AI Research Engineer

Tether.to
Summary
Join Tether's AI model team and drive innovation in architecture development for cutting-edge models of various scales. You will enhance intelligence, improve efficiency, and introduce new capabilities to advance the field. Leveraging your deep expertise in LLM architectures and pre-training optimization, you will explore and implement novel techniques and algorithms. Your mission is to push the limits of AI performance through data curation, strengthening baselines, and resolving pre-training bottlenecks.

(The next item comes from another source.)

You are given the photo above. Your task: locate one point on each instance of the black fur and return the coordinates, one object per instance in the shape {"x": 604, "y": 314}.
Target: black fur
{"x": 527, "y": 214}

Tether offers a global, remote work environment where you can collaborate with bright minds and make a mark in the fintech space. The company is a leader in the industry, known for its innovative products and commitment to transparency.
Requirements
- A degree in Computer Science or related field
- Ideally PhD in NLP, Machine Learning, or a related field, complemented by a solid track record in AI R&D (with good publications in A* conferences)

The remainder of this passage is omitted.